Exponential equations are unique and powerful mathematical expressions where variables appear as exponents. In the given problem, we are presented with an equation of the form \(2 = (1.02)^t\). Here, the variable \(t\) is the exponent applied to the base 1.02. Exponential equations can model rapid growth or decay, such as population growth, radioactive decay, or interest compounding.

When solving exponential equations, a common technique is applying logarithms because they help in isolating the exponent. By using logarithms, we can convert an exponential equation into a more manageable linear form. This conversion simplifies the process of solving for the unknown exponent.

It's important to choose the correct logarithm. In this exercise, we use the natural logarithm (ln), a logarithm with base \(e\), where \(e\) approximates to 2.718. Natural logarithms are particularly useful in calculus and are often used with exponential growth or decay problems.

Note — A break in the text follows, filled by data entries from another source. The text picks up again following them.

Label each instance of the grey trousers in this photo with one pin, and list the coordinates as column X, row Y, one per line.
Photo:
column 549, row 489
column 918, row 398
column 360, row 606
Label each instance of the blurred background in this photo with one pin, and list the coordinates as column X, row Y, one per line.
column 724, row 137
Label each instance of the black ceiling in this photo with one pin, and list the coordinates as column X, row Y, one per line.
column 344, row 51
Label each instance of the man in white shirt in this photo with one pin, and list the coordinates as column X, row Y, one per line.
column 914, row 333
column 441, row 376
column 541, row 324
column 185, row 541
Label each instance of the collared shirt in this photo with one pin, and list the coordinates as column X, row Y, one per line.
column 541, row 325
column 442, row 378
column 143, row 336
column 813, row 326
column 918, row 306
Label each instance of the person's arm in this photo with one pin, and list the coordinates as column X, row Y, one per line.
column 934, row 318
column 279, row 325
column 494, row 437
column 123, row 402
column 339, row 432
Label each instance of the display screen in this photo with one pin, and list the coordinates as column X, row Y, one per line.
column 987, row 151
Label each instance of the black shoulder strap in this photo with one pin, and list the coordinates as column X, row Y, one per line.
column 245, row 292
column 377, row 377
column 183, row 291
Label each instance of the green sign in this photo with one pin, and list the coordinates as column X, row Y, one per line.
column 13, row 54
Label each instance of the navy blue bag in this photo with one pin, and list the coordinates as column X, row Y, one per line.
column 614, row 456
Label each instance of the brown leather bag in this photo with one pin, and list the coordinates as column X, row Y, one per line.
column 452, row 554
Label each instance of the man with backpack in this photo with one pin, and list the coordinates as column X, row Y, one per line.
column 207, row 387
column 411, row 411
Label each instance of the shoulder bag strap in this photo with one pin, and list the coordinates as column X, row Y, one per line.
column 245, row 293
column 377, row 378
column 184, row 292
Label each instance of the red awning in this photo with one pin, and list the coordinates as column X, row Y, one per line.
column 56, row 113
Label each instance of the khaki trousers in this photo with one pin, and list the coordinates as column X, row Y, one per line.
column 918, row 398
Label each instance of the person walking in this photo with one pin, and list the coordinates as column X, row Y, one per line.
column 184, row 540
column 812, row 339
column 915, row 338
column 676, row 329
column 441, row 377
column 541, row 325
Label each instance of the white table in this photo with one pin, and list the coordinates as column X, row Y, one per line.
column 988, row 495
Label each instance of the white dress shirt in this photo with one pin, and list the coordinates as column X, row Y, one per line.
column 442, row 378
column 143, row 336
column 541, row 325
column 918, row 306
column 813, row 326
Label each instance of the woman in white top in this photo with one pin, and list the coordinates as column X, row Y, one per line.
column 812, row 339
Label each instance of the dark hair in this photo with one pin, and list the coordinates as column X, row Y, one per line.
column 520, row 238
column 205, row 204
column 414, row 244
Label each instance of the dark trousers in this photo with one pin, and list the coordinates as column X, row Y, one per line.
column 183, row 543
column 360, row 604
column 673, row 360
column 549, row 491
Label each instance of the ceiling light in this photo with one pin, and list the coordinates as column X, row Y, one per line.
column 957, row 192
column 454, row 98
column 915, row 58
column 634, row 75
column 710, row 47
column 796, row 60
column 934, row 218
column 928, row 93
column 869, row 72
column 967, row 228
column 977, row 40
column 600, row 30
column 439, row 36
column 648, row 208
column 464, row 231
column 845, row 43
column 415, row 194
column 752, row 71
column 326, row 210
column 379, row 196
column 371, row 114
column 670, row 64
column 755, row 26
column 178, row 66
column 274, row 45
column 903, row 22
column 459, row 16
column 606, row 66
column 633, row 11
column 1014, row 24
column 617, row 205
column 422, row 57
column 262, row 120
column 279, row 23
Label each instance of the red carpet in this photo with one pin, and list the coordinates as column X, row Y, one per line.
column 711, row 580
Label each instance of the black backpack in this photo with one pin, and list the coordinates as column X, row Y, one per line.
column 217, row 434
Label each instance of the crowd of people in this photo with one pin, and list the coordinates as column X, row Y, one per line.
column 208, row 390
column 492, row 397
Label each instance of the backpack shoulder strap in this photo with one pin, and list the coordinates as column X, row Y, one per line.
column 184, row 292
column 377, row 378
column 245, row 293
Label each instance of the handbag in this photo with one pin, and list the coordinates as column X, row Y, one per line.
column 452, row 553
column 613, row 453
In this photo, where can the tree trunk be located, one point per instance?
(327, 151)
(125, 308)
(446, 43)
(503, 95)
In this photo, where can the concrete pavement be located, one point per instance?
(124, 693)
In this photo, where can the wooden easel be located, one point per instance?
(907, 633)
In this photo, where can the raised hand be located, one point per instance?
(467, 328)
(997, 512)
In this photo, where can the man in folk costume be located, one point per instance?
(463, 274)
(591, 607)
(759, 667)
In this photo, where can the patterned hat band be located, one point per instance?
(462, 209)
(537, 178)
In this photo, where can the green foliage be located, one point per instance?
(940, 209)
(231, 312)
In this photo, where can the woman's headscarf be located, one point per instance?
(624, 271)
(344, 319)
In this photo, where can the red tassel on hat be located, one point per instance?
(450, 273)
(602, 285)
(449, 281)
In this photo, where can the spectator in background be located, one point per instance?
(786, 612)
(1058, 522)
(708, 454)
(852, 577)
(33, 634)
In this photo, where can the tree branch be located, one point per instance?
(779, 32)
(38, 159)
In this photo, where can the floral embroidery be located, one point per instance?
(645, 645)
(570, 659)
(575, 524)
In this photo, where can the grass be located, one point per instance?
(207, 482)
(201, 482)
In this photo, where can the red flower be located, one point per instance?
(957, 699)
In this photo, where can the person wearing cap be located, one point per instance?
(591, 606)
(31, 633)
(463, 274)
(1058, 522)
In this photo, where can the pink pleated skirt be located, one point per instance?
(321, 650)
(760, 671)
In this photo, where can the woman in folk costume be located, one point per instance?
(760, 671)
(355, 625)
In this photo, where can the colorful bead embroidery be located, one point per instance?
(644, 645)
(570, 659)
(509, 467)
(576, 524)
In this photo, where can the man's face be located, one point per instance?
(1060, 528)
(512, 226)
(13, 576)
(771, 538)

The power rule of logarithms is a manipulation tool aiding in simplifying expressions where exponents are involved. It states that \(\ln(a^b) = b \cdot \ln(a)\). This rule helps us pull down exponents, making them simpler to work with.

In our problem, we started with \(\ln((1.02)^t)\). By applying the power rule, we transformed this into \(t \cdot \ln(1.02)\). This step was crucial as it moves the variable \(t\) from an exponent to a coefficient, making it directly solvable through basic algebraic methods.

• Simplification: Reduces complex exponential problems into simpler, linear forms.
• Application: Widely used in solving and deriving exponential growth and decay equations.

This ability to simplify equations makes the power rule a cornerstone technique in logarithmic equations.

Solving logarithmic equations involves strategic reasoning, primarily aimed at isolating the variable of interest. In logarithmic form, equations often require several steps of simplification and division to solve for the unknown.

The original problem requires finding \(t\) in \(\ln(2) = t \cdot \ln(1.02)\). To extract \(t\), we perform basic algebraic operations, specifically division. We divide both sides of the equation by \(\ln(1.02)\), effectively isolating \(t\) and providing an exact solution: \(t = \frac{\ln(2)}{\ln(1.02)}\).

Calculating further using a calculator provides an approximate value of \(t = 35.003\). This approach not only gives us the solution but illuminates how logarithms simplify and unravel exponential structures.

• Equation Rearrangement: Key step to isolate variables.
• Computation: Requires calculator for accuracy.

Recognizing these patterns and steps enriches your mathematical problem-solving toolkit.